To see an example of applying the CLP to a Keras model, see the Use Counterfactual Logit Pairing with Keras tutorial.
Create an instance of CounterfactualPackedInputs
To create the counterfactual dataset, start by determining the terms and features you want to assess that, when removed or replaced, may alter the prediction of your model.
Once you understand the terms and features to assess on, you will need to
create an instance of CounterfactualPackedInputs
, which includes the original
input and counterfactual data. The original input should be the dataset
you used to train your Keras model. Counterfactual data has an original_x
value, a counterfactual_x
value and a counterfactual_sample_weight
. The
counterfactual value should be nearly identical to the original value with
the difference being one or more of the sensitive attributes are removed or
replaced. The quality of the counterfactual dataset is important as it is used
to pair the loss function between the original value and the counterfactual
value with the goal of assuring that the model’s prediction doesn’t change
when the sensitive attribute is different.
For details on how to develop this counterfactual dataset, see the notebook on creating a custom counterfactual dataset.
Measure flip count and flip rate
A flip is defined as a classifier giving a different decision when the sensitive attribute referenced in the example changes. It captures the situation where a classifier changes its prediction in the presence, absence, or change of an identity attribute. A more continuous metric should be used when assessing the real value (score) of a classifier.
Flip Count
Flip count measures the number of times the classifier gives a different decision if the identity term in a given example were changed.
- Overall Flip Count: Total flips of a prediction from positive to negative and vice versa.
- Positive to Negative Prediction Flip Count: Number of flips where the prediction label changed from positive to negative.
- Negative to Positive Prediction Flip Count: Number of flips where the prediction label changed from negative to positive.
Flip Rate
Flip rate measures the probability that the classifier gives a different decision if the identity term in a given example were changed.
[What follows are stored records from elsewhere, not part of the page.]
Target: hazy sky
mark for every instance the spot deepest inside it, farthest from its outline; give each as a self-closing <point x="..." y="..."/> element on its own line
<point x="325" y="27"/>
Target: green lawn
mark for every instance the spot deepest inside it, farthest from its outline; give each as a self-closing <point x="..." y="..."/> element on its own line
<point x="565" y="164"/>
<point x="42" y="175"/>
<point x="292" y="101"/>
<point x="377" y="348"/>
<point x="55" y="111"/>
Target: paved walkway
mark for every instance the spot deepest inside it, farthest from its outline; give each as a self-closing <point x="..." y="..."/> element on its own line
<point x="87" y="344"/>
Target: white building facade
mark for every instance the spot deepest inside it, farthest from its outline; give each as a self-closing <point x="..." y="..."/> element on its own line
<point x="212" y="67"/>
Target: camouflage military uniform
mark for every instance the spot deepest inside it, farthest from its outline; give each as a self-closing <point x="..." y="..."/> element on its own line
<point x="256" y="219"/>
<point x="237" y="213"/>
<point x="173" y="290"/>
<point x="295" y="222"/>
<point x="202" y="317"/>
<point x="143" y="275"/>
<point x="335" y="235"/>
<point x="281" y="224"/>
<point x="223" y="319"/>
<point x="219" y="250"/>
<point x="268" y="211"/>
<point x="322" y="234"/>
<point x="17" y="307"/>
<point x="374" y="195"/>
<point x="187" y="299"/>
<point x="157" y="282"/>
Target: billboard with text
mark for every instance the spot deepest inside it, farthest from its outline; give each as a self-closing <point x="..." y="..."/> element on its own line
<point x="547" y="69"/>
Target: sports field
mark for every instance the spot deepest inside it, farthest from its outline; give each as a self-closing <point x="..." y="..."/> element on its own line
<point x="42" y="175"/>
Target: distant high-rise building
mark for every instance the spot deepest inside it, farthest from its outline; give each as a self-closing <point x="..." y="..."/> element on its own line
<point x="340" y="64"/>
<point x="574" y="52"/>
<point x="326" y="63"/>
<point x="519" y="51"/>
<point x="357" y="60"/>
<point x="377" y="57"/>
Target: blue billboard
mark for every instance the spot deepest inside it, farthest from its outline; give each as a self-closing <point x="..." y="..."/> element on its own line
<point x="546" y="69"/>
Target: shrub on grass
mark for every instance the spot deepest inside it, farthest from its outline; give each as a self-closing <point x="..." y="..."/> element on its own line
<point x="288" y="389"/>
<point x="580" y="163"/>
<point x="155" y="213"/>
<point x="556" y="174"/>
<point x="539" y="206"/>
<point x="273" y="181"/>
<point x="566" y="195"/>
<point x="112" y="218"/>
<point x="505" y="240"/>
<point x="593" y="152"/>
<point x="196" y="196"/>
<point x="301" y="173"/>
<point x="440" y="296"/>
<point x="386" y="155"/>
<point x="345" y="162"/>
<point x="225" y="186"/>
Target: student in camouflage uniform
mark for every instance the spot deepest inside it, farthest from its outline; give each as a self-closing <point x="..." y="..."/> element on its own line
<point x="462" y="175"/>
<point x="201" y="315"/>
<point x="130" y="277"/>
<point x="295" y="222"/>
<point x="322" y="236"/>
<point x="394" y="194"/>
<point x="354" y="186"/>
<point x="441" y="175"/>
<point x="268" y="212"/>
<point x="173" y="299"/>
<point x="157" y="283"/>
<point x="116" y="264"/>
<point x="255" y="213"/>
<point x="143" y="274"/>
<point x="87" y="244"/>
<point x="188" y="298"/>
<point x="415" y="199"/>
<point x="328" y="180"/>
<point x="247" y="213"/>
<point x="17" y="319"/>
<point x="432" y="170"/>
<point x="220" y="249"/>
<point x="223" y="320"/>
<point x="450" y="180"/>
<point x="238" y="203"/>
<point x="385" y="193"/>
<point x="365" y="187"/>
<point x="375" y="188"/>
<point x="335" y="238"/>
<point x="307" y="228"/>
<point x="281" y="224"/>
- Overall Flip Rate: Total flip count over the total number of examples
- Positive to Negative Prediction Flip Rate: Positive to negative flip count over positive examples in counterfactual dataset
- Negative to Positive Prediction Flip Rate: Negative to positive flip count over negative examples in counterfactual dataset
After calculating the flip rate and flip count with Fairness Indicators, you can determine if the classifier is making a different prediction based on a sensitive attribute within the data. You can use the example count and confidence intervals to determine if you have sufficient data to apply CLP and draw conclusions from the flip rate. A high flip rate and flip count are indicative of this behavior occurring and can be used to decide whether CLP is appropriate for your use case. This decision is specific to your model and depends on factors such as the harm that may be caused to end users and the product that the model is used in.
Apply Counterfactual Logit Pairing to your Keras Model
To use CLP, you need the original Keras model you're
looking to remediate, the original training dataset, and the counterfactual
dataset. Determine what counterfactual loss
should be applied for the logit pairing. With this, you can build the
Counterfactual model with the desired counterfactual loss function and loss
function from your original model.
After applying CLP, you should calculate the flip rate and flip count, and any changes in other metrics such as overall accuracy to measure the improvement that resulted from applying this technique.